Jonny May (left) and James Haskell (right) are both neurodivergent (Photo: Getty)Yet this cohort being so small is indicative of the wider culture of silence and ignorance around neurodiversity in men’s rugby, embedded in the prevailing fallacy of a “one size fits all” team spirit, the idea that equality comes from treating all players the same, rather than offering equal levels of individualised care and support.
This is a crisis so deeply ingrained into the men’s game that the vast majority will not even recognise it as a problem. While The i Paper understands that the RFU’s diversity team have begun the early stages of neurodiversity training, there is no mention of neurodivergent conditions across any of their current diversity and inclusion policies.
What Muldowney found most difficult was the expectation to do everything as a group, to always subsume into a whole off the pitch.
He speaks a lot about the psychological impact of masking – altering your behaviour to fit societal norms and expectations – a common trait among neurodivergent people. He requested his own hotel room on away trips, a place to unwind and just be himself, alone. This was considered “unsociable” and repeatedly turned down.
“It’s just the fatigue, and I’m not talking about physically – we’re all physically tired,” he explains. “I don’t think people understand how masking affects you. You spend your life trying to fit in, not trying to be yourself, to be too much. It’s so tiring.
“And obviously when you’re tired, you’re down, you’re quiet, and then you end up getting depressed because of all the fatigue that comes off the top of that – being a professional athlete and then masking all day, every day, on top of that.
“I played a character that you’d be happy with and accept, then went home and was absolutely exhausted and stressed, really bad anxiety and depression.
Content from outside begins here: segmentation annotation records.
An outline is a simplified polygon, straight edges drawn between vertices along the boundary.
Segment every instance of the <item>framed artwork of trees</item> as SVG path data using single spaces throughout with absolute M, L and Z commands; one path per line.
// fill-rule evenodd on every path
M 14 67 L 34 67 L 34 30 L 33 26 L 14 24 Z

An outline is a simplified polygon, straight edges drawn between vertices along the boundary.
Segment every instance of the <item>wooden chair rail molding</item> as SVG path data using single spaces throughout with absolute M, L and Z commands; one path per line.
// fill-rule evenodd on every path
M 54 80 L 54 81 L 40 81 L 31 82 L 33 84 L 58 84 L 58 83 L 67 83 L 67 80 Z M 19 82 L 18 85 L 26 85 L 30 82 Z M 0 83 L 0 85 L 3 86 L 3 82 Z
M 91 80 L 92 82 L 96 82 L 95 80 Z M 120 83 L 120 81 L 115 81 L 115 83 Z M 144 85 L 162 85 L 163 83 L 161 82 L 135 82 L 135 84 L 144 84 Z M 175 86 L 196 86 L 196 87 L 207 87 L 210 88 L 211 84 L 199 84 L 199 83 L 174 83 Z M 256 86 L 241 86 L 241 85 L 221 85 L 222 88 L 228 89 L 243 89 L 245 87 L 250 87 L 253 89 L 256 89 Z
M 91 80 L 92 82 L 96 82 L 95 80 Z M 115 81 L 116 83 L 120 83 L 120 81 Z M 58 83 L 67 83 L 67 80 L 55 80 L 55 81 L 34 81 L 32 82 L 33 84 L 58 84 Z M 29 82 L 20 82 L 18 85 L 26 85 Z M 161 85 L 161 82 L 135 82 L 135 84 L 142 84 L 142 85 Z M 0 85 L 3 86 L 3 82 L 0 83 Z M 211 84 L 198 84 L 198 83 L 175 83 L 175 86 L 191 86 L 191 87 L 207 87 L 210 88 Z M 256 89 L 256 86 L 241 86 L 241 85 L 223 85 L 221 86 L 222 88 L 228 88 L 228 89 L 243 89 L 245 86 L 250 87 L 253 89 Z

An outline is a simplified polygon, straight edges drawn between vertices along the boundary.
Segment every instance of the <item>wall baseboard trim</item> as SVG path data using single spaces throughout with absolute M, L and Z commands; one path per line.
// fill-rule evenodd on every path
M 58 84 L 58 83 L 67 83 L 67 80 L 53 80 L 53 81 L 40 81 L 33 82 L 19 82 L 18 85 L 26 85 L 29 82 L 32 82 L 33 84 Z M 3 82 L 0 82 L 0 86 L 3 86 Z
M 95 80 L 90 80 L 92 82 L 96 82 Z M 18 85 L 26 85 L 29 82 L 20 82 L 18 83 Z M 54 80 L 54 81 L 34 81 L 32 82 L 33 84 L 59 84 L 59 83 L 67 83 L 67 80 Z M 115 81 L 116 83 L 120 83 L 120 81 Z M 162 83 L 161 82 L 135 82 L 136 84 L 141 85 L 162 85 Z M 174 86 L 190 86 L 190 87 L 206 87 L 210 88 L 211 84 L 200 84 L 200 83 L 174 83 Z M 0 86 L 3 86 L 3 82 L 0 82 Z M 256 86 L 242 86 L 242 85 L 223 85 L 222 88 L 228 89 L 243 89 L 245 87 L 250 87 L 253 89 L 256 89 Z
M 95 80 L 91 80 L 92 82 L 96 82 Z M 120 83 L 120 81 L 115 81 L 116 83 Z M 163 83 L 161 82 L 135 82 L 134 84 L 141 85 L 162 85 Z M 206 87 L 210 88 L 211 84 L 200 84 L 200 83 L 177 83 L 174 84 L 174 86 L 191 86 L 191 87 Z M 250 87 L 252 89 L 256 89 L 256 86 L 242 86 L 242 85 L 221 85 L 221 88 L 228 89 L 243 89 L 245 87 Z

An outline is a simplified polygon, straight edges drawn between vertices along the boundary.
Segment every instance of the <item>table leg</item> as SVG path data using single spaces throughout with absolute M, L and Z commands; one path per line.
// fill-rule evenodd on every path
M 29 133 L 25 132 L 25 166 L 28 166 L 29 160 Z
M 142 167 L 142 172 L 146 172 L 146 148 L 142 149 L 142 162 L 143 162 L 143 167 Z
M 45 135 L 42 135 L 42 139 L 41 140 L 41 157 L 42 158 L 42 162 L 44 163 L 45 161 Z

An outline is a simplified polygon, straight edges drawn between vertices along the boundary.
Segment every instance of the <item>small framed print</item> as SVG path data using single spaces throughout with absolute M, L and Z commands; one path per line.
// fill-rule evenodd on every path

“It’s heartbreaking to be told you are not good enough and have a negative effect on the team for being your true self. That’s the main reason I would take the tramadol – to help me mask when I didn’t have the energy myself.”
Muldowney recently started a role as neurodiversity coach for juniors at his local club Stoke-on-Trent RUFC as he continues to navigate life post-diagnosis. He doesn’t want to coach formally, this is more about mentoring and offering an understanding sounding board.
Day-to-day, he keeps his distance from elite rugby, working as a procurement manager at Wolverhampton University while studying for a masters degree in leadership and management at Northumbria. It’s a different life, but one he makes work for him.
“Recently I’ve been contemplating more how I am around other people, realising how I’ve had to play different characters all the time around people. You try and mirror personalities to fit in.
“I was taking tramadol and loads of other things to try and stay in character. It’s more about accepting myself and being myself. F**k people, basically. I’ve got no time for it anymore, it’s no good for me. It makes me poorly. I’m sick of being in pain.”